Epicuren is honest to god one of my favorite skincare brands on the planet! Between the company’s ethical practices, transparency, and science-based research, all of their products are the real deal. This mineral sunscreen is no exception! Although it does initially apply thick and white, it can be rubbed in well which is a big plus if the white-cast bothers you. You do have to re-apply every 80 minutes or so, especially after swimming, but it definitely gets the job done. I also use their tinted mineral sunscreen, literally every day, which is just as amazing.

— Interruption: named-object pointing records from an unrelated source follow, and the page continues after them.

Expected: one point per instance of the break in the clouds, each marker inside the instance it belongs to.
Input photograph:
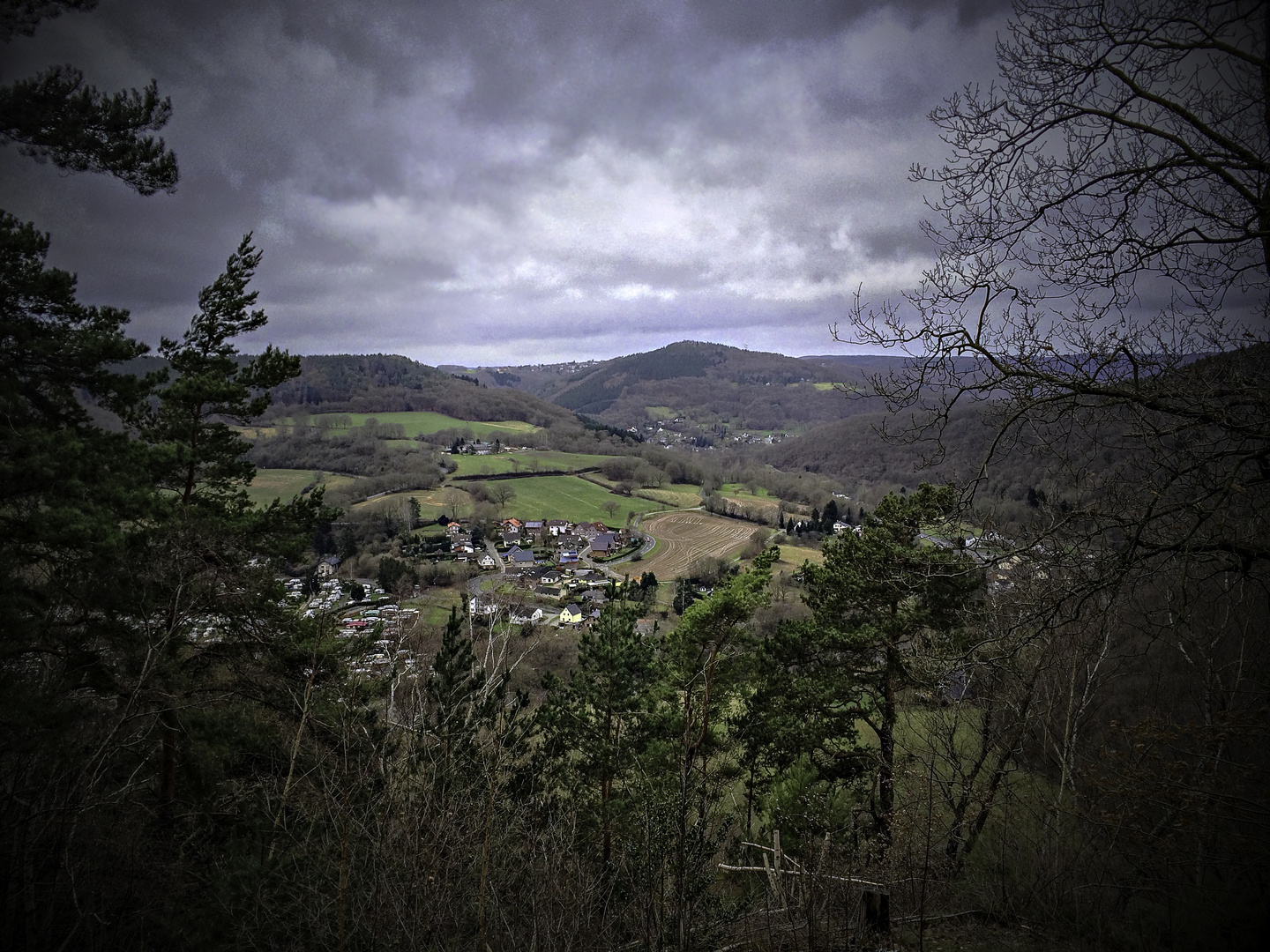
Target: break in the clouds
(514, 181)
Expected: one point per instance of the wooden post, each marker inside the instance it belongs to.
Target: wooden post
(877, 911)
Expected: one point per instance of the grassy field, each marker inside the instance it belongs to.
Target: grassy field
(424, 421)
(794, 556)
(432, 502)
(761, 502)
(686, 537)
(684, 495)
(286, 484)
(526, 462)
(569, 498)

The absolute holy grail when it comes to an ethical company. Completely designed with coral reefs in mind, I was initially introduced to this brand at the Coral Restoration Foundation in Key Largo. This formula rubs in so well, the tinted sunscreen is just as fab, and lasts for 80 min or so in the water. Plus, all of the packaging is made from EcoConscious sugarcane resin tubes. You can check their website for everything you need to know about sunscreen ingredients as well as news/updates on protecting our reefs.
This is a great drugstore buy if you’re on a budget! It’s affordable and it works so well! Although this brand sells a variety of sun products, their botanical line of physical sunscreens is mineral-based. This formula rubs in extremely well and works for 80 minutes or so in the water. You can buy it from Amazon, Ulta, and drugstores like CVS.

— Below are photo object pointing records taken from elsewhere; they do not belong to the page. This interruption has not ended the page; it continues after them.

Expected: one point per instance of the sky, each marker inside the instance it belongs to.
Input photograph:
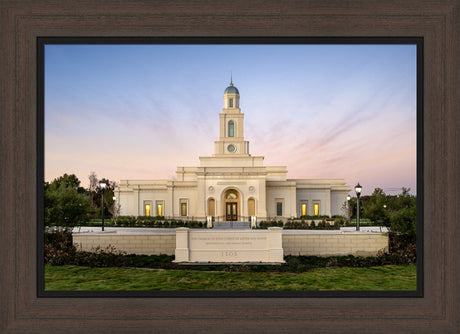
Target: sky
(324, 111)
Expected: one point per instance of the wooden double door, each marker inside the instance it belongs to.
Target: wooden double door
(231, 211)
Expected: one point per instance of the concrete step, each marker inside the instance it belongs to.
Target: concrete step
(231, 225)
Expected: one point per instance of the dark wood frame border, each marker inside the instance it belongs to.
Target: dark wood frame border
(22, 22)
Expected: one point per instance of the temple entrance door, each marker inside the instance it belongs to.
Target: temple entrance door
(232, 211)
(231, 205)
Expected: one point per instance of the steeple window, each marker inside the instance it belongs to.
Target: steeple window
(231, 128)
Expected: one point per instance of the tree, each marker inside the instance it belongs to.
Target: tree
(66, 203)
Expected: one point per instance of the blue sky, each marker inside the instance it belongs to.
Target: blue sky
(324, 111)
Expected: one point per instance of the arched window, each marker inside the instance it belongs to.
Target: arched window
(211, 207)
(251, 207)
(231, 129)
(231, 195)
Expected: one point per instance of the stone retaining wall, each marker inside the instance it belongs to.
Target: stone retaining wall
(358, 244)
(147, 244)
(298, 243)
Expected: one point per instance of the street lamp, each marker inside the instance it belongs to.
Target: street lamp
(114, 206)
(102, 184)
(358, 189)
(348, 206)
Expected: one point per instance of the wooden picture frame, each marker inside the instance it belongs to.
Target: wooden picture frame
(22, 23)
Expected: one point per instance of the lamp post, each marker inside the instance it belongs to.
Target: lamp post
(102, 184)
(348, 206)
(358, 189)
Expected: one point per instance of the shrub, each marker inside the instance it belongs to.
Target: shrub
(58, 248)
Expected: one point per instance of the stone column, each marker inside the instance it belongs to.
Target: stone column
(275, 244)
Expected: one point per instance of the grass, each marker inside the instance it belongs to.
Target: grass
(383, 278)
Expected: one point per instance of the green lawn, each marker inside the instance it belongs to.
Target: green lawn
(75, 278)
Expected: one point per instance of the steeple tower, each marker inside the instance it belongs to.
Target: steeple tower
(231, 141)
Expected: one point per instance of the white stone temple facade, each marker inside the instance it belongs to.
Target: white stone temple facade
(232, 185)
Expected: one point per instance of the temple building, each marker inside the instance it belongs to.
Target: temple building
(232, 185)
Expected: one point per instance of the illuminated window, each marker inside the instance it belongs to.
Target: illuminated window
(231, 196)
(251, 207)
(316, 209)
(231, 129)
(279, 208)
(211, 207)
(159, 209)
(303, 209)
(183, 209)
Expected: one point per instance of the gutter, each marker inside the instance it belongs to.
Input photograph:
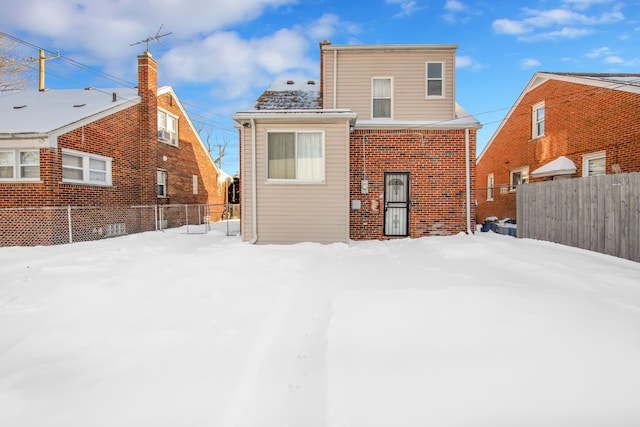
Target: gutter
(468, 179)
(254, 181)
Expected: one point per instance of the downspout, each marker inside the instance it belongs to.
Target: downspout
(468, 179)
(254, 179)
(335, 77)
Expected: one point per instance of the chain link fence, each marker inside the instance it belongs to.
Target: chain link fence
(67, 224)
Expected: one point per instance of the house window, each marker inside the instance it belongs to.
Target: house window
(295, 156)
(167, 128)
(537, 121)
(435, 79)
(594, 164)
(162, 183)
(518, 176)
(83, 168)
(381, 95)
(19, 165)
(490, 184)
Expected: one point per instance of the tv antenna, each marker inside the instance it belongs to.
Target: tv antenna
(152, 38)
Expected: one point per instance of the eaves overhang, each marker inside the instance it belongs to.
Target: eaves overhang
(296, 115)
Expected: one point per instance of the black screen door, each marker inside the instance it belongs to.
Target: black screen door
(396, 203)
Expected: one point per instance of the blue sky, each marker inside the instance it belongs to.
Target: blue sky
(222, 54)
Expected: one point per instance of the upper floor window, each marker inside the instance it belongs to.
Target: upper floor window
(162, 183)
(594, 164)
(19, 165)
(435, 79)
(84, 168)
(295, 156)
(382, 99)
(537, 122)
(490, 184)
(167, 128)
(517, 177)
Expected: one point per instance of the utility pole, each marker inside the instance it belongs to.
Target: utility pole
(41, 59)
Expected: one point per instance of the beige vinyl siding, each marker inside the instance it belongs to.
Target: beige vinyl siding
(355, 68)
(297, 212)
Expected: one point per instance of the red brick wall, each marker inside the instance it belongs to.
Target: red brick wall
(114, 136)
(187, 159)
(579, 119)
(435, 160)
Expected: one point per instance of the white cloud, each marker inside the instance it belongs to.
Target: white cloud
(239, 65)
(598, 52)
(327, 26)
(454, 6)
(568, 22)
(456, 11)
(529, 63)
(407, 7)
(508, 26)
(613, 60)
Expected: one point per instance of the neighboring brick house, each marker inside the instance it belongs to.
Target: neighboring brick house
(563, 125)
(377, 149)
(103, 147)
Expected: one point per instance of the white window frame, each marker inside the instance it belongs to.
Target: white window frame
(373, 97)
(164, 120)
(427, 79)
(17, 166)
(86, 168)
(490, 187)
(295, 180)
(524, 173)
(535, 122)
(587, 158)
(162, 178)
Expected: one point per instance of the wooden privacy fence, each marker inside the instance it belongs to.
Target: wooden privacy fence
(600, 213)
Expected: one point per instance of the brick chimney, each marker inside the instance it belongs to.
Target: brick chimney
(148, 90)
(322, 45)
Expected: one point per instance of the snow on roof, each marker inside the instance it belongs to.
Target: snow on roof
(47, 111)
(461, 120)
(290, 95)
(560, 166)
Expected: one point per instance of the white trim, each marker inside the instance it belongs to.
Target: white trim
(426, 80)
(535, 122)
(491, 183)
(165, 184)
(586, 158)
(268, 180)
(390, 78)
(169, 115)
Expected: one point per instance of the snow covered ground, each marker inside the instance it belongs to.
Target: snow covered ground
(175, 329)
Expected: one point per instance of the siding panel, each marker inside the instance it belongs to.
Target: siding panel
(290, 213)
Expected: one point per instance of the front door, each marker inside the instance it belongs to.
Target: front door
(396, 203)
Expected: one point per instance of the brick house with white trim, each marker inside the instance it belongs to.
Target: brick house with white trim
(377, 149)
(563, 125)
(102, 147)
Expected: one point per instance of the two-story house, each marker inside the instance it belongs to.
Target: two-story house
(378, 148)
(563, 125)
(99, 147)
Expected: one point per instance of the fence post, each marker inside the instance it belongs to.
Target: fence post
(70, 224)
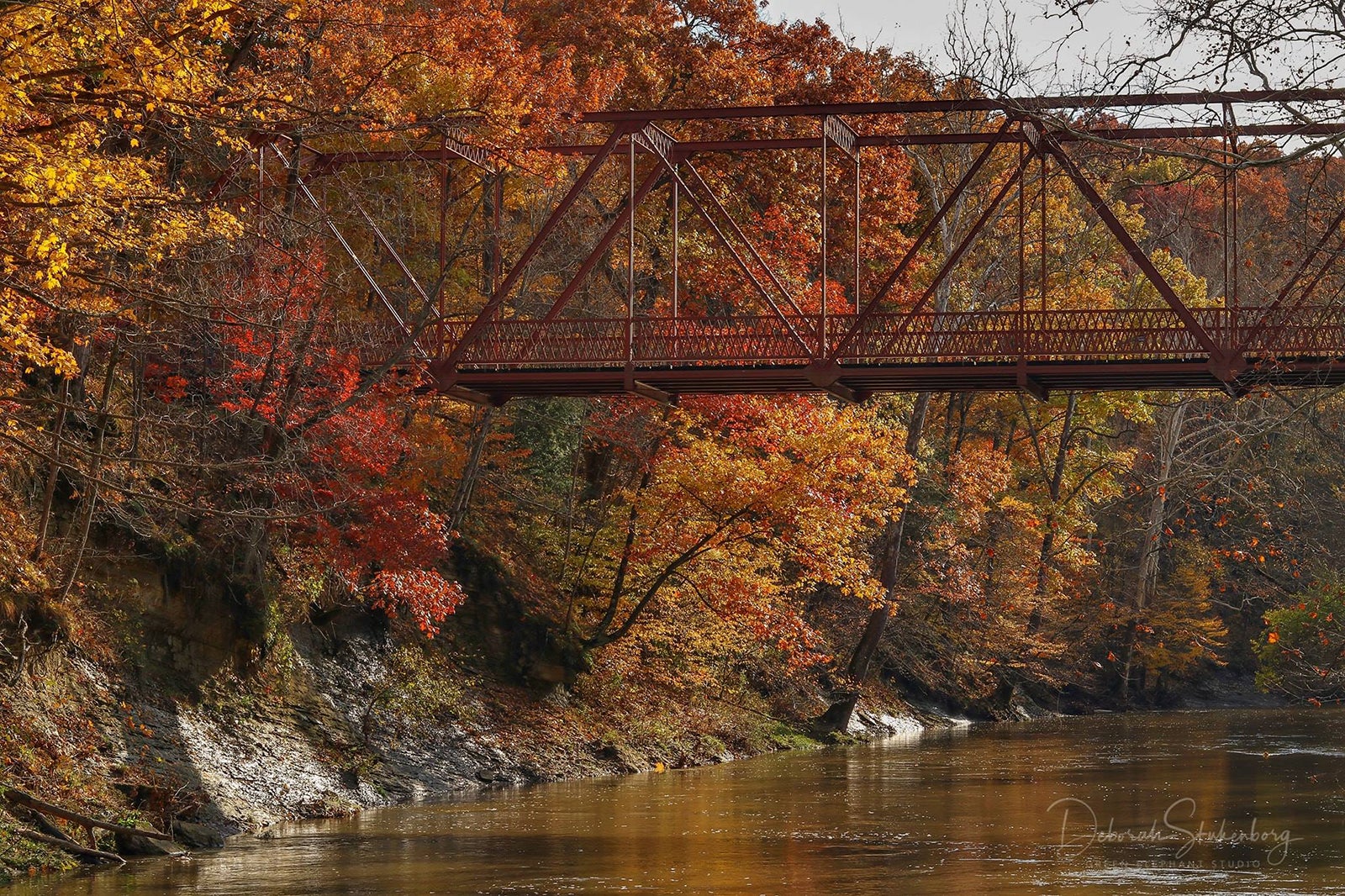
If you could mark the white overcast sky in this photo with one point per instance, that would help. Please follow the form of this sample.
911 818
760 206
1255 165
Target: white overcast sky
1110 27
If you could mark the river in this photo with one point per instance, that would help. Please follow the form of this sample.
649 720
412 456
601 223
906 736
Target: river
1204 802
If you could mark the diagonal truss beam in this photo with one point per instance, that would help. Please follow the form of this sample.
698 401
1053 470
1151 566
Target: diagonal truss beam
1221 358
670 156
609 237
926 233
955 256
1269 311
444 369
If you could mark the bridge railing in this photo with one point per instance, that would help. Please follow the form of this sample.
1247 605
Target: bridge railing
974 336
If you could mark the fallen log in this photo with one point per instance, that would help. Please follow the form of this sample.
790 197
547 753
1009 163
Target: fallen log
71 846
19 798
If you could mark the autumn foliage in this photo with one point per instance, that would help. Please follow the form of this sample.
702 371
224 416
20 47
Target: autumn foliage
195 370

Garden Goddess Sport, SPF 50, $12.99
Another great reef-safe sunscreen. Made with Zinc Oxide and Titanium dioxide, you can find Goddess Garden in Target, on Amazon, and Whole Foods. I bought mine from Whole Foods and it blends into the skin decently well and has a long staying power. Great for water sports and long days on the beach.
Personally, I haven’t tried this one but have several friends who recommend it. I love that it comes in a reusable tin which makes it extremely sustainable. Plus reef-friendly ingredients, non-nano zinc oxide, and its formulated with cocoa and mango butter! Sounds like a winning combo to me! *Adds to cart*
There are a few other honorable mentions out there but the best way to guarantee a sunscreen is reef-safe is to make sure the product contains only Zinc or Titanium Dioxide. There are other mineral sunscreens like Supergoop! and Elta MD that are widely popular but many of their products contain the previously mentioned ingredients and are potentially harmful to our coral reefs. With better options to choose from, like the six mentioned above, it’s an easy choice for me. Safer ingredients and a step forward in the right direction for our planet. It’s my dream that eventually these toxic chemical sunscreens will be banned by governments. In fact, in 2021 Hawaii will be the first to ban sunscreens like Oxybenzone. Hopefully, soon other states will begin to follow suit.